Fixed Effects and Hierarchical Models

It is often the case that the data you will work with as a data scientist will have a nested structure, meaning our individual observations can also be divided into groups. In a dataset on student test scores, for example, individual students can be grouped by classroom, or by school. In data on store revenues, it may be possible to group stores by the city in which they are located.

When this happens, we often want to take this group structure into account. For students, for example, we might want to take into account that all the students in a good school may do better than average (because the school is good), or that all the stores in a poor city may be likely to under-perform (not because of anything the store has done, but because the city is poor).

There are several strategies for making these adjustments. The one the is most popular among statisticians (and which is most familiar to MIDS students) are hierarchical models. Hierarchical models accomplish two things: (a) they allow for different intercepts (or different slopes) for all observations within a group, and (b) they adjust our standard errors to account for the possibility of group-level shocks (if the 300 kids in a single school are all over-performing, hierarchical models don’t think of that as 300 observations when calculating standard errors for group effects (which would generally result in small standard errors since we have a sample size of 300 kids); it sees it as a single observation of a good school (with larger standard errors due to the fact we only have a sample size of one school).

Hierarchical models are popular in many settings, and for good reason – they are statistically efficient (meaning they generate estimates that tend to standard errors that are smaller than what you get from other models designed to accomplish the same things). But they also have limitations.

The chief limitation of hierarchical models is that they assume that the magnitudes of group difference (i.e. the group intercepts or differences in slope) are uncorrelated with the other explanatory variables in the model. Indeed, it is this assumption that makes them statistically efficient.

But there are many settings where this assumption breaks down. For example, suppose we’re estimating the test scores of children, and we’re controlling for whether children are low-income. If we estimate a hierarchical model to allow for different schools to have different average test scores, then those estimates of school-level differences will be biased if low-income students tend to go to under-performing school (because our explanatory variable – a child’s income – is correlated with the school’s average performance).

With that in mind, social scientists (who work with data where almost everything is extremely correlated) often prefer a different strategy: fixed effects with clustered standard errors.

Fixed Effects & Clustered Standard Errors

Fixed effects are just like hierarchical group estimates, except they don’t require that the level (or slope) differences of groups be uncorrelated with other explanatory variables. This does make them less statistically efficient (you tend to get larger standard errors than in hierarchical models), but it also makes them more robust (they give you unbiased estimates whether a correlation with explanatory variables exists or not).

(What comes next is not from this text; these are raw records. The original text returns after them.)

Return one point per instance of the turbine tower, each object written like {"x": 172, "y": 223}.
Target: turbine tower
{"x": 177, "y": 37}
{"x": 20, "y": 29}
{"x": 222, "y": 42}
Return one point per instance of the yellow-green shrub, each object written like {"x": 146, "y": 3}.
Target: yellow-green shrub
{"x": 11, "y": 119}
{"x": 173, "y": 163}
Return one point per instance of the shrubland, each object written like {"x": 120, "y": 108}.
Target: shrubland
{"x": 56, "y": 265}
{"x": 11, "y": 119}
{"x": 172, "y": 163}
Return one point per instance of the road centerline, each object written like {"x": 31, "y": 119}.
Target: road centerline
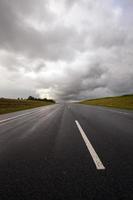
{"x": 95, "y": 157}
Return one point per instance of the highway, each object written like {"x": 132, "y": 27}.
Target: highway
{"x": 66, "y": 151}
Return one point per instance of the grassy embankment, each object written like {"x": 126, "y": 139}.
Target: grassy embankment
{"x": 12, "y": 105}
{"x": 123, "y": 102}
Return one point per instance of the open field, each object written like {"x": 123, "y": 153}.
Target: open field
{"x": 12, "y": 105}
{"x": 124, "y": 102}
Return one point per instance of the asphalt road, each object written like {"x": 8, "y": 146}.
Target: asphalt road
{"x": 66, "y": 152}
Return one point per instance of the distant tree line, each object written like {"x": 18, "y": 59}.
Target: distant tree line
{"x": 39, "y": 99}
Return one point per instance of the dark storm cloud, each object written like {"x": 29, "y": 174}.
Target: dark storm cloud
{"x": 65, "y": 49}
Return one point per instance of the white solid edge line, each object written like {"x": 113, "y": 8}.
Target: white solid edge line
{"x": 95, "y": 157}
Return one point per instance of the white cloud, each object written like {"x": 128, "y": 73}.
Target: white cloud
{"x": 66, "y": 49}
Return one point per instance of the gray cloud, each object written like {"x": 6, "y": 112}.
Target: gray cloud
{"x": 67, "y": 50}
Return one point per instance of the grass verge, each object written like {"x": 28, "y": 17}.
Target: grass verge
{"x": 123, "y": 102}
{"x": 12, "y": 105}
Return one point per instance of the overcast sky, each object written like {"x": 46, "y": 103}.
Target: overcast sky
{"x": 66, "y": 49}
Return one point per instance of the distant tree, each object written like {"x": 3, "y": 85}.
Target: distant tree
{"x": 31, "y": 98}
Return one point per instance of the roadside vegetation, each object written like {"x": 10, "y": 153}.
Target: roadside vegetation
{"x": 124, "y": 102}
{"x": 12, "y": 105}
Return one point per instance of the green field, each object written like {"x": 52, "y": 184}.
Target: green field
{"x": 12, "y": 105}
{"x": 124, "y": 102}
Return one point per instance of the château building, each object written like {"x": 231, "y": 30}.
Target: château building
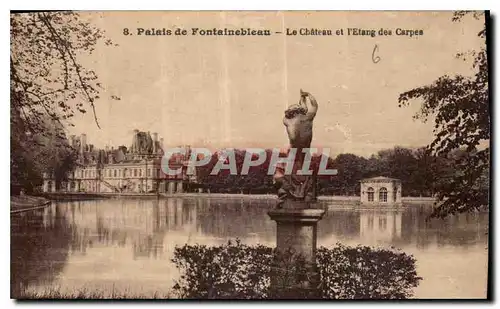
{"x": 381, "y": 190}
{"x": 136, "y": 169}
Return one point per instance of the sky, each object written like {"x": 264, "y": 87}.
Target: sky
{"x": 229, "y": 91}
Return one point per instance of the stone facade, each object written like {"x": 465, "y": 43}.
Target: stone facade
{"x": 380, "y": 191}
{"x": 133, "y": 170}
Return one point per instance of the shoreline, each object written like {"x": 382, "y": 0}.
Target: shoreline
{"x": 72, "y": 196}
{"x": 24, "y": 203}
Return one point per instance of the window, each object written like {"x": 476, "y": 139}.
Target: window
{"x": 371, "y": 194}
{"x": 382, "y": 195}
{"x": 382, "y": 223}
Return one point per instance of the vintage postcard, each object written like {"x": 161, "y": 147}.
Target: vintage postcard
{"x": 250, "y": 155}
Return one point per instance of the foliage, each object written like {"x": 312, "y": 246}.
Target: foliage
{"x": 48, "y": 85}
{"x": 461, "y": 111}
{"x": 238, "y": 271}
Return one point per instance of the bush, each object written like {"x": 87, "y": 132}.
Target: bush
{"x": 238, "y": 271}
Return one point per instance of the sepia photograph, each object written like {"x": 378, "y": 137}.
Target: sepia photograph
{"x": 250, "y": 155}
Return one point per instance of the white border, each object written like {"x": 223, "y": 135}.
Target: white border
{"x": 206, "y": 5}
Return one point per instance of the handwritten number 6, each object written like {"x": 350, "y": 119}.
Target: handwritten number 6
{"x": 375, "y": 58}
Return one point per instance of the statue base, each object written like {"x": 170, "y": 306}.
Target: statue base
{"x": 296, "y": 231}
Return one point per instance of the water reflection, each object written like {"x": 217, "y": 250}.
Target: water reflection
{"x": 133, "y": 240}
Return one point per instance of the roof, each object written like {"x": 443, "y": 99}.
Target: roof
{"x": 380, "y": 178}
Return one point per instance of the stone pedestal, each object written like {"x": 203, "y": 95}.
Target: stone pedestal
{"x": 296, "y": 231}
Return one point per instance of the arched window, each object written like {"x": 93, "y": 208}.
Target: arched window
{"x": 382, "y": 195}
{"x": 371, "y": 194}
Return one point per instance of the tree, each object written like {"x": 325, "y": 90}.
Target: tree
{"x": 461, "y": 108}
{"x": 47, "y": 83}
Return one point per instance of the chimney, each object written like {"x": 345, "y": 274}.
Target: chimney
{"x": 72, "y": 140}
{"x": 155, "y": 141}
{"x": 83, "y": 142}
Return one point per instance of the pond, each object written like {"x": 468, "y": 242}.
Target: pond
{"x": 125, "y": 245}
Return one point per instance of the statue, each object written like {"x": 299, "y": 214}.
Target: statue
{"x": 298, "y": 121}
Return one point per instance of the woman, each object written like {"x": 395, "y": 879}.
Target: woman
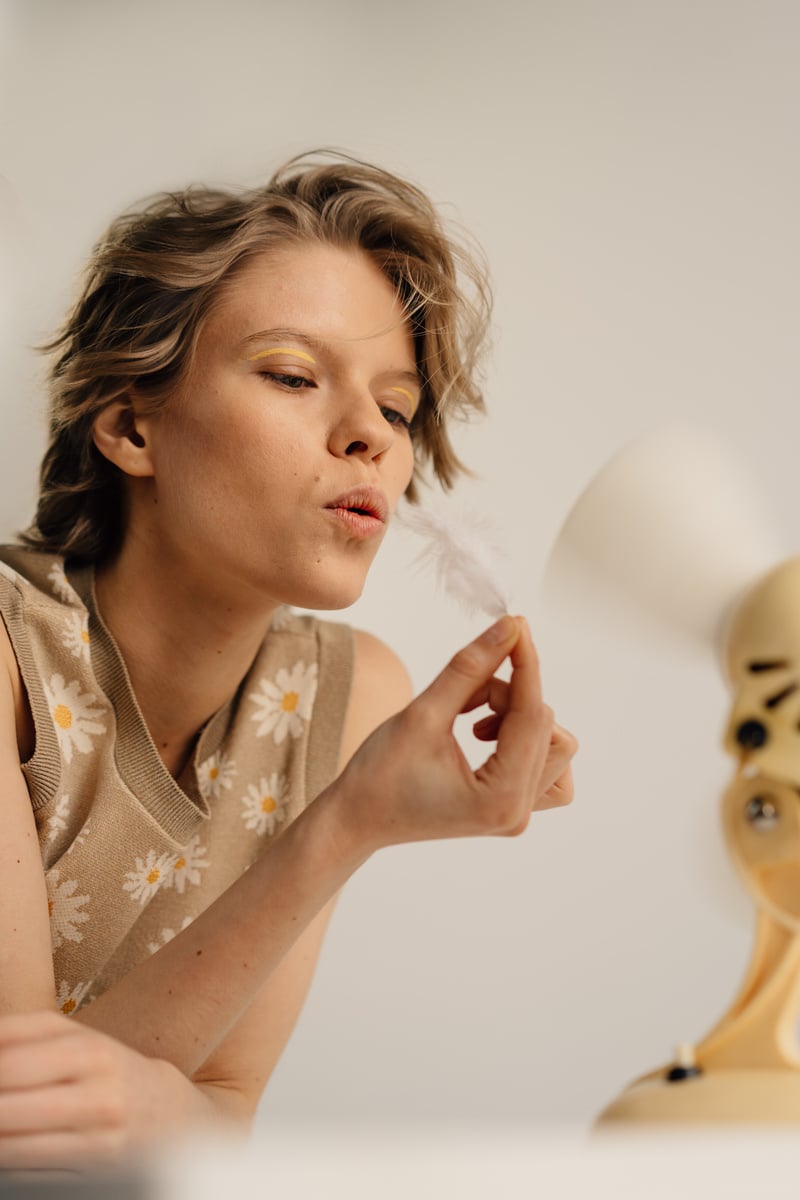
{"x": 188, "y": 773}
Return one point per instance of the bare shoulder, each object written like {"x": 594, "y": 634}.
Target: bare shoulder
{"x": 25, "y": 957}
{"x": 380, "y": 688}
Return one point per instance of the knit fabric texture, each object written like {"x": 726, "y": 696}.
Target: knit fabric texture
{"x": 131, "y": 855}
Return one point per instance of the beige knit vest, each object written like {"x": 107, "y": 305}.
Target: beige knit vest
{"x": 131, "y": 855}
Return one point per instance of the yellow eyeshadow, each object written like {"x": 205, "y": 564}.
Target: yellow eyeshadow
{"x": 404, "y": 391}
{"x": 282, "y": 349}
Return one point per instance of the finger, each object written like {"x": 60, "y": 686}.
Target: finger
{"x": 494, "y": 694}
{"x": 58, "y": 1109}
{"x": 559, "y": 757}
{"x": 525, "y": 730}
{"x": 32, "y": 1065}
{"x": 18, "y": 1027}
{"x": 467, "y": 672}
{"x": 58, "y": 1151}
{"x": 559, "y": 795}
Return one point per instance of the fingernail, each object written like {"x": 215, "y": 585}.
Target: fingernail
{"x": 501, "y": 631}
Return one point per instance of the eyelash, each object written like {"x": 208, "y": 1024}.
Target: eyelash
{"x": 391, "y": 415}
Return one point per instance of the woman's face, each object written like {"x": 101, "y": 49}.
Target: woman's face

But fixed effects don’t address the second purpose of hierarchical models – correcting your standard errors. For that, we use clustered standard errors. The idea of clustered standard errors is to account for the fact that if everyone in a given group has a high (or low) error, we want our standard errors to reflect the fact we shouldn’t treat that like lots of individual high (or low) errors (which would generate small standard errors because of the implied large sample size), but rather a single high (or low) error for the group (with an accompanyingly large standard error since really, there’s only one observation of a group error common to all observations). As a result, we generally get larger standard errors when we cluster.

(Fixed effects are also often used to allow for different group intercepts, not it is less common to use them to allow for differential group slopes. This actually can be done, but less frequently).

I recognize this all feels hand-wavy. If you’re interested in the math, you can find a more detailed mathematical discussion, but I’ll confess that this is an area I’ve found found that math to offer much intuition. Technically, what we’re doing is allowing for off-the-diagonal terms in our variance-covariance matrix for members of each group to allow for correlated shocks. But if that explanation helps you understand in principle what we’re doing, you’re smarter than me. :)

So if you’re using fixed effects for groups that you think might be subject to common “shocks” (things you aren’t directly measuring that affect the outcomes of the observations – like how all students in a school may see test scores change because of an especially good principal, or how all stores in a city may have low sales because the city is unusually poor) – you should cluster all the observations for that group (we’ll discuss how to cluster in Python in the next execises).

Last note: hierarchical models are equivalent to what social scientists often call “random effects models with clustered standard errors.” So just think “hierarchical models” when you hear “random effects.”

Things To Remember:

  • Everything you learned about when and how you can use hierarchical models applies to fixed effects + clustered standard errors, except that fixed effects + clustered standard errors are even more robust.

  • If you’re using fixed effects for groups that might be subject to common shocks, you should probably also be using clustered standard errors.

  • Random effects + clustered standard errors is just a different term for hierarchical models, and often you’ll just hear them called “random effects models” or “mixed effects models”.

[ ]: